Como lidamos com nossa própria morte? E nossos duelos?

Ser professor de filosofia em uma escola secundária dissipa rapidamente o risco de cair em abstrações frias e remotas. Os adolescentes se rebelam contra esse tipo de especulação, exigindo que as ideias sejam contrastadas com a realidade. A morte é um assunto apaixonado até que emerge como uma experiência íntima, dolorosa e dolorosamente real.

Certa ocasião, trouxe para o instituto um médico da Associação Direito de Morrer com Dignidade, que defende a legalização da eutanásia. O médico, que mal tinha trinta anos, falou de sua experiência em cuidados paliativos, explicando que não defendia nem justificava o suicídio, mas acreditava que o paciente terminal tinha o direito de morrer sem sofrer.

Ele encerrou seu discurso com um vídeo que coletou os depoimentos de vários pacientes. Todos falaram com integridade, pedindo uma regulamentação legal que ajudasse médicos, pacientes e familiares a enfrentar a morte sem medo de dores físicas e mentais. Alguns estavam brincando , tentando transmitir uma mensagem positiva.

Antes do vídeo terminar, ouvi soluços atrás de mim.
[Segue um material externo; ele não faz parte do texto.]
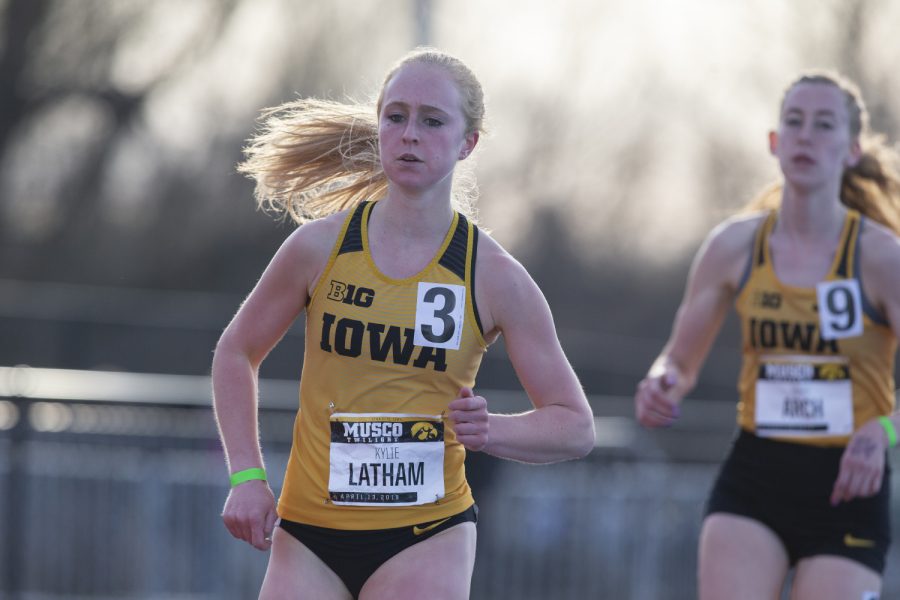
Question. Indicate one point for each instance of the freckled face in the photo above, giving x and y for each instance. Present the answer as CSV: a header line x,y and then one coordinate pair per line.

Um aluno de quinze anos pediu minha permissão para sair da sala de aula. Oprimido, eu o levei para o corredor, perguntando o que havia de errado com ele. O menino me contou que sua mãe havia morrido há dois ou três meses. Tive um terrível sentimento de culpa por ter removido seu sofrimento e pedi desculpas. Não repeti a experiência, mas o conteúdo do assunto continuou a me obrigar a falar sobre a morte.

A morte nos empurra a viver com entusiasmo

É preciso lembrar que a morte de Deus, anunciada por Nietzsche, é um marco na filosofia. Nietzsche nunca acreditou em outros mundos, mas disse sim à vida. Sim à vida com seu fardo de dor, imperfeição e contingência. Sim à vida, a ponto de querer que todas as nossas experiências se repitam indefinidamente. O retorno eterno de Nietzsche é uma exaltação metafórica da vida , não uma visão cíclica do tempo.

O filósofo alemão Martin Heidegger define o ser humano como "um ser para a morte" e Jean-Paul Sartre acrescenta que "o homem é uma paixão inútil".
Ambos são existencialistas e acreditam que a morte nos convida a desenvolver um projeto de vida . Se nossos dias estão contados, não devemos perder um minuto. “Felicidade - escreve Sartre - não é fazer o que você quer, mas querer o que você faz”.

Não pretendo desacreditar a perspectiva dos filósofos que acreditam na imortalidade. Na verdade, aprecio muito os místicos, com sua espiritualidade intuitiva e quase sensual, que se assemelha tanto aos afetos humanos. Seja como for, a civilização ficaria paralisada se algumas gerações não substituíssem outras, proporcionando frescor, criatividade e a rebeldia necessária para não nos fossilizarmos em preconceitos absurdos.

As novas gerações, as novas vidas, trazem frescor, criatividade, rebelião, ilusão … É assim que as civilizações evoluem.

Há relativamente pouco tempo, um de meus alunos perdeu a mãe para o câncer. Uma morte prematura é sempre injusta. A mortalidade pode ser a condição necessária para nossa renovação como espécie, mas nunca será aceitável ao anteciparmos seus limites biológicos. Improvisei algumas palavras de conforto. A emoção me fez falar sem jeito …

Meu aluno percebeu minha inquietação e me disse com admirável maturidade: “ Não se preocupe. Nestes casos, você nunca sabe o que dizer. Estou me preparando há muito tempo. Os médicos nos disseram que ele viveria um ano e já se passaram quase vinte meses. Dói muito voltar para casa e não ouvir a voz dela, mas minha mãe estava alegre e otimista. Não quero pensar nela com tristeza. Seria como estragar tudo o que você tentou instigar em mim. Ele sempre me dizia com um sorriso: 'Não machuque ninguém e seja feliz.' Essa é a imagem que quero preservar e que quero transmitir aos netos quando me perguntarem ”.

Diz-se que os professores ensinam, mas minha experiência consistiu basicamente em aprender com meus alunos, que me ensinaram a preservar a ilusão e o espanto com o fato misterioso de existir.